E é assim nos apaixonamos por ela, por sua beleza, por suas habilidades e personalidade forte. Arlequina, afinal, representa a libertação de amarras por que muitos de nós ansiamos: ela se torna mais bela, mais desejada, mais perigosa, ágil e proibida. Trata-se, pois, daquilo que nos atrai, mesmo quando sabemos que é errado, simplesmente porque todo mundo já desejou, alguma vez na vida, ultrapassar algum limite, perigosamente.
Coringa, por sua vez, em si carrega todas as características de um anti-herói, de um fora-da-lei, de alguém que fascina, lidera, que é temido e, por isso mesmo, atrai vários olhares femininos. De início, ele percebe, na Arlequina, um meio de atingir os seus objetivos, um mero joguete, porém, acaba por ser vítima do próprio ardil, ao se apaixonar por quem menos esperava. Ah, o amor e suas armadilhas…

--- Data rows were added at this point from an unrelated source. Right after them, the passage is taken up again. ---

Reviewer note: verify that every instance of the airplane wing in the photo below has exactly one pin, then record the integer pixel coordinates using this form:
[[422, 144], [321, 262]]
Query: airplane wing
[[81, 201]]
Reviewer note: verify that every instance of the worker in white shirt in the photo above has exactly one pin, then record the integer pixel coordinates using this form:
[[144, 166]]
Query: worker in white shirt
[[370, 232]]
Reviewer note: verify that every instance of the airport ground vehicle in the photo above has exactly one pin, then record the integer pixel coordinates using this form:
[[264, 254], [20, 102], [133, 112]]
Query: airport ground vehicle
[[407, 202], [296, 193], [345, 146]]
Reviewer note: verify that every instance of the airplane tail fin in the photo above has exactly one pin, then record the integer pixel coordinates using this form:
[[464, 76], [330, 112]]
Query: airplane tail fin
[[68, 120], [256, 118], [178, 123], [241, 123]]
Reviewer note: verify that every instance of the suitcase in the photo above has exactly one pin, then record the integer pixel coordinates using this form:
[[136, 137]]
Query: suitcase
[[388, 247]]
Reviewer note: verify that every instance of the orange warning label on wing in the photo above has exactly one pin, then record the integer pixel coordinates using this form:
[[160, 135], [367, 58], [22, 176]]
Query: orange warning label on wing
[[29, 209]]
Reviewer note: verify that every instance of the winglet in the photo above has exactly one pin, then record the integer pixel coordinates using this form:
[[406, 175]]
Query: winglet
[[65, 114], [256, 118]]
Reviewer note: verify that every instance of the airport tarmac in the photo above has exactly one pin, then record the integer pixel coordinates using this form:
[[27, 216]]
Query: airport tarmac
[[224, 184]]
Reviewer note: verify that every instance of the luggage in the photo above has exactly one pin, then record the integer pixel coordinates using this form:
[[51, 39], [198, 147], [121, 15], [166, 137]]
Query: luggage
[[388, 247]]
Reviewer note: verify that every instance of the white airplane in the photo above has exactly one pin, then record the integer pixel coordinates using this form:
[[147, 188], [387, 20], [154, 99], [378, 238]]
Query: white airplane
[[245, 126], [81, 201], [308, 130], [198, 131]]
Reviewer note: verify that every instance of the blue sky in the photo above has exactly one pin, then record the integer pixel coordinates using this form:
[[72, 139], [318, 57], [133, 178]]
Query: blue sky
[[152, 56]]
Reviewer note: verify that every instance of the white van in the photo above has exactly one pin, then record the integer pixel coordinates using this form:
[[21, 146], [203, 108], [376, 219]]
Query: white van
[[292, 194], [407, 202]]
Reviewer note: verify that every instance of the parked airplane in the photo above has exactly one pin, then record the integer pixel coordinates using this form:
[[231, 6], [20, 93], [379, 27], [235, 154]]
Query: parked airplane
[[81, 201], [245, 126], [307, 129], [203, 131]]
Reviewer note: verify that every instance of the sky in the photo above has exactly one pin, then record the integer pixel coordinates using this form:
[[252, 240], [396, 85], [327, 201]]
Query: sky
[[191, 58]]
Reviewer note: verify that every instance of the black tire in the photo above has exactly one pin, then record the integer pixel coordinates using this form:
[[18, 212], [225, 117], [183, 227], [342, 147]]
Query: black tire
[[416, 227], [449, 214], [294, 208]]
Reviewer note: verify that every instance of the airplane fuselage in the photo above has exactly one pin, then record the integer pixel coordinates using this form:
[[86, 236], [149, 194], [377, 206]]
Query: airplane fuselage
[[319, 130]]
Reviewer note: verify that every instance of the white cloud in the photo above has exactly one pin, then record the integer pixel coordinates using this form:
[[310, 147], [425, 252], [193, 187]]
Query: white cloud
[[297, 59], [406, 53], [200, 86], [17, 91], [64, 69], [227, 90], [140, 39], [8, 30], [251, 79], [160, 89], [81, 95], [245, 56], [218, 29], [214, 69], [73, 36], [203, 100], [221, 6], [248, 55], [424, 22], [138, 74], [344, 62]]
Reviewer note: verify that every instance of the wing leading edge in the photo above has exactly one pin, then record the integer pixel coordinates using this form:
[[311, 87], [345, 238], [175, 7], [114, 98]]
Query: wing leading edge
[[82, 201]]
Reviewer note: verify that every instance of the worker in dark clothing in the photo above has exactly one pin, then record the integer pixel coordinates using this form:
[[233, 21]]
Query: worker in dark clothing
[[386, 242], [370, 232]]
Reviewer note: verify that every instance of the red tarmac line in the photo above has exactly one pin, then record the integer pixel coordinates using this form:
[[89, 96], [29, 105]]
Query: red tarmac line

Na verdade, o casal de antagonistas simboliza nada menos do que os desejos inconfessáveis de muitas pessoas, quando idealizamos e imaginamos um outro nós, desarticulados das regras e convenções que muitas vezes nos sufocam e questionamos. A grande maioria das pessoas jamais excederá nestes terrenos obscuros e indesejáveis, logicamente, mas assistir a isso tudo como espectadores é fascinante e, até certo ponto, consolador, visto que catártico.
O amor pode se transformar em tudo, até mesmo no que machuca e fere, da mesma forma nos transformando em pessoas melhores ou piores, mais felizes ou mais tristes, somando ou subtraindo. Caberá sempre e somente a nós lidar com um sentimento tão nobre, a ponto de aninhá-lo confortavelmente em nossos corações, sem dor, sem demora, sem espera, com verdade e conforto na alma.